Situato nel cuore della città, questo centro è il rettilario più famoso e importante del Territorio del Nord. Qui ci sono alcuni dei più grandi alligatori del mondo e oltre settanta specie di rettili del Top End.

La struttura offre emozioni forti a ognuno dei tanti visitatori che può vedere i giovani coccodrilli australiani lanciarsi fuori dall'acqua per afferrare il cibo proprio come è appena successo.

Per i più temerari c'è la gabbia della morte: una struttura trasparente immersa nell'acqua in cui si può guardare faccia a faccia gli alligatori scagliarsi famelici con le fauci spalancate contro la struttura comunque sicura.

Il Crocosaurus Cove ha anche un acquario con duecento mila litri d'acqua dolce a due piani, modellato su un tipico fiume Top End con oltre 15 pesci specie, tra cui il famoso barramundi locale.
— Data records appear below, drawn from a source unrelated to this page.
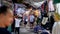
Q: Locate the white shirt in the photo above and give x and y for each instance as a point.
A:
(56, 28)
(17, 22)
(50, 5)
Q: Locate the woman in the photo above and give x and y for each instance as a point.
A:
(56, 26)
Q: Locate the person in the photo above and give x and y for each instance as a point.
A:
(31, 20)
(17, 24)
(56, 26)
(6, 19)
(40, 30)
(25, 19)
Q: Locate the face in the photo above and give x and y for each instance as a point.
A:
(8, 18)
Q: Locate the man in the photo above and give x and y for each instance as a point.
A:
(6, 19)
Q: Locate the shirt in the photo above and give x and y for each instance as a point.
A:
(4, 31)
(50, 6)
(56, 28)
(17, 22)
(32, 18)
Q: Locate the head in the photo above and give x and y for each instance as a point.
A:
(56, 17)
(6, 16)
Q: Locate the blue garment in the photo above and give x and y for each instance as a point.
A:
(4, 31)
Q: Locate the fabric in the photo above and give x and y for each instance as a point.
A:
(37, 28)
(45, 19)
(50, 6)
(17, 22)
(4, 31)
(58, 8)
(56, 1)
(20, 11)
(56, 28)
(36, 13)
(32, 18)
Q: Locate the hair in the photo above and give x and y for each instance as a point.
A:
(3, 9)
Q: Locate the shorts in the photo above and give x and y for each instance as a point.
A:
(25, 22)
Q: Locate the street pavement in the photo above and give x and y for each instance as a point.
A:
(26, 30)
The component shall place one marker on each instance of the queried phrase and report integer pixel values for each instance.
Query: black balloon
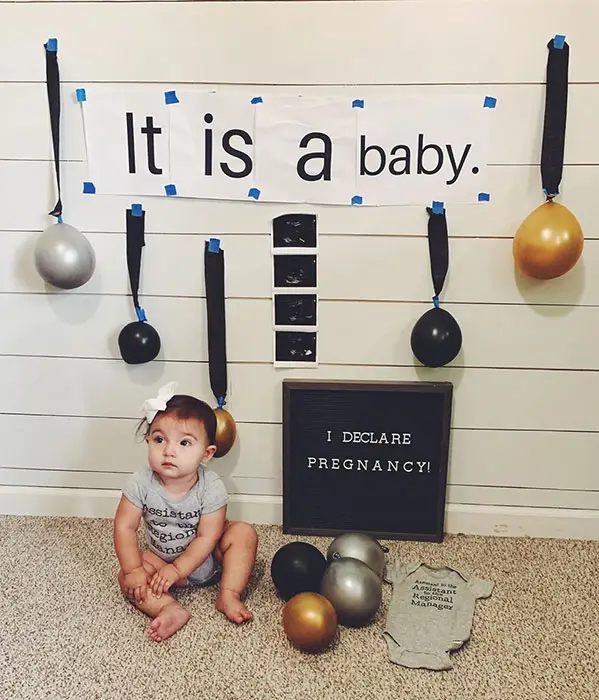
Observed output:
(436, 338)
(139, 342)
(297, 567)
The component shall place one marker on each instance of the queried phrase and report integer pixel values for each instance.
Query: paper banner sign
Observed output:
(237, 145)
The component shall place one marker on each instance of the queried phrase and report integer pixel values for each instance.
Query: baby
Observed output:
(183, 506)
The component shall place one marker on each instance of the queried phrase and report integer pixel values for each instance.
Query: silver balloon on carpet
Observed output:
(354, 590)
(360, 546)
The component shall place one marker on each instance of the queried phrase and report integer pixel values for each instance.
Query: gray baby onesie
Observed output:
(430, 613)
(171, 523)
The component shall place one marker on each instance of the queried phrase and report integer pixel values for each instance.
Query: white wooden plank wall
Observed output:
(525, 443)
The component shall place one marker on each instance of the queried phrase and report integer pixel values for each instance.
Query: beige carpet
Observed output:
(66, 633)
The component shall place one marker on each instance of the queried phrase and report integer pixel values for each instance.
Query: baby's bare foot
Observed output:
(170, 619)
(228, 603)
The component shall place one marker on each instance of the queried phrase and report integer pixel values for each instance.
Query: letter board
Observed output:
(366, 456)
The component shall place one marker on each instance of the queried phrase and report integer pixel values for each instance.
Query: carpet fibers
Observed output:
(66, 632)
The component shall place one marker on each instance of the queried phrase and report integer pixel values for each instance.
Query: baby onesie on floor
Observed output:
(430, 613)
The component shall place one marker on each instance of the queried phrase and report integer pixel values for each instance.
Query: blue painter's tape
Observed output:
(559, 40)
(170, 97)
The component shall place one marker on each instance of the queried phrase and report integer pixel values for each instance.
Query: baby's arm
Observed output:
(210, 530)
(126, 523)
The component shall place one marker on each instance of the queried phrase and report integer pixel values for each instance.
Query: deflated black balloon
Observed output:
(139, 342)
(436, 338)
(297, 567)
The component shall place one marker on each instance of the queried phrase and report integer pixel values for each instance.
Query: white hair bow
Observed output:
(152, 406)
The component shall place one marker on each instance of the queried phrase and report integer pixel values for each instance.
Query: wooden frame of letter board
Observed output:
(444, 388)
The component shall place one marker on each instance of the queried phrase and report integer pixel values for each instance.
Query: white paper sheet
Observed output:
(284, 124)
(212, 144)
(126, 133)
(416, 150)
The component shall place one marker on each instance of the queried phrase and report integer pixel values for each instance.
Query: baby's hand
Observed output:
(164, 579)
(136, 584)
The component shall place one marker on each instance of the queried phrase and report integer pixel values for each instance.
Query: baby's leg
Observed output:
(237, 552)
(169, 616)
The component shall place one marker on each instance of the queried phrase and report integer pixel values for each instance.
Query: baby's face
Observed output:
(177, 447)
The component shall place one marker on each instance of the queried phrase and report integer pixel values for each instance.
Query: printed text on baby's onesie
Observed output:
(433, 595)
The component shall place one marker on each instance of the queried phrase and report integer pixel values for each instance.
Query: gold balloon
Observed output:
(309, 621)
(226, 431)
(548, 242)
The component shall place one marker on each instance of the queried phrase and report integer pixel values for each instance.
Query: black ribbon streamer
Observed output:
(438, 247)
(554, 127)
(214, 272)
(53, 90)
(135, 242)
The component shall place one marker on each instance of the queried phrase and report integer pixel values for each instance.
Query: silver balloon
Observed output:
(359, 546)
(354, 590)
(64, 257)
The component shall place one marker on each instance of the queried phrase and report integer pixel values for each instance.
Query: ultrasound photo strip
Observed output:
(295, 287)
(298, 311)
(295, 271)
(294, 348)
(291, 232)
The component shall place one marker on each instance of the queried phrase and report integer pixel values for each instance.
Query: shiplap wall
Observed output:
(525, 437)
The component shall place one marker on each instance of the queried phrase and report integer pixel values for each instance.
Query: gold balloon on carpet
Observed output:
(309, 621)
(226, 431)
(548, 242)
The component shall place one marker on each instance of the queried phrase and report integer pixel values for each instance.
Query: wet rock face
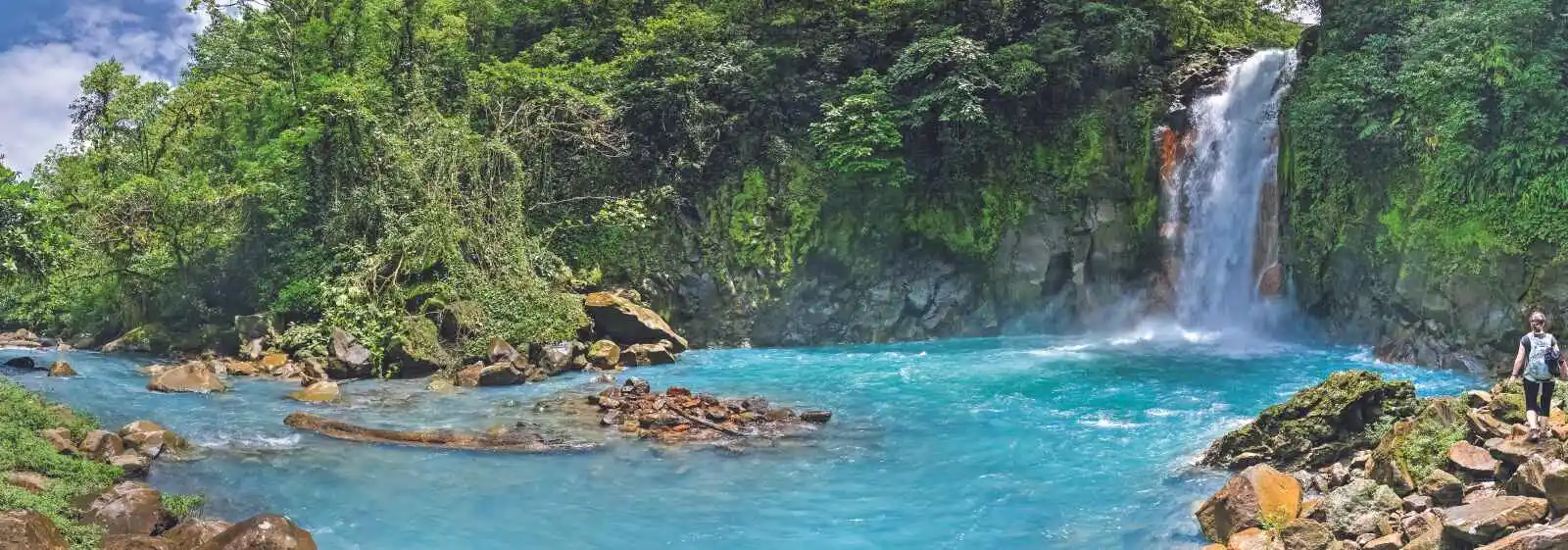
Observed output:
(1317, 425)
(129, 508)
(25, 530)
(267, 531)
(1247, 500)
(629, 324)
(1484, 521)
(195, 376)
Per gli adulti e i bambini che lo desiderano è possibile farsi fotografare con un piccolo di coccodrillo australiano in braccio. L'animale le cui fauci sono bloccate per motivi di sicurezza da una cordicella elasticizzata è comunque sempre tenuto sotto controllo da uno degli addetti del Centro.

Molti di loro fanno anche da guida in questo dedalo di vasche e ambienti naturali perfettamente ricostruiti: per i rettili, il Crocosaurus Cove è davvero un paradiso terrestre in cui l'essere umano è fuori luogo.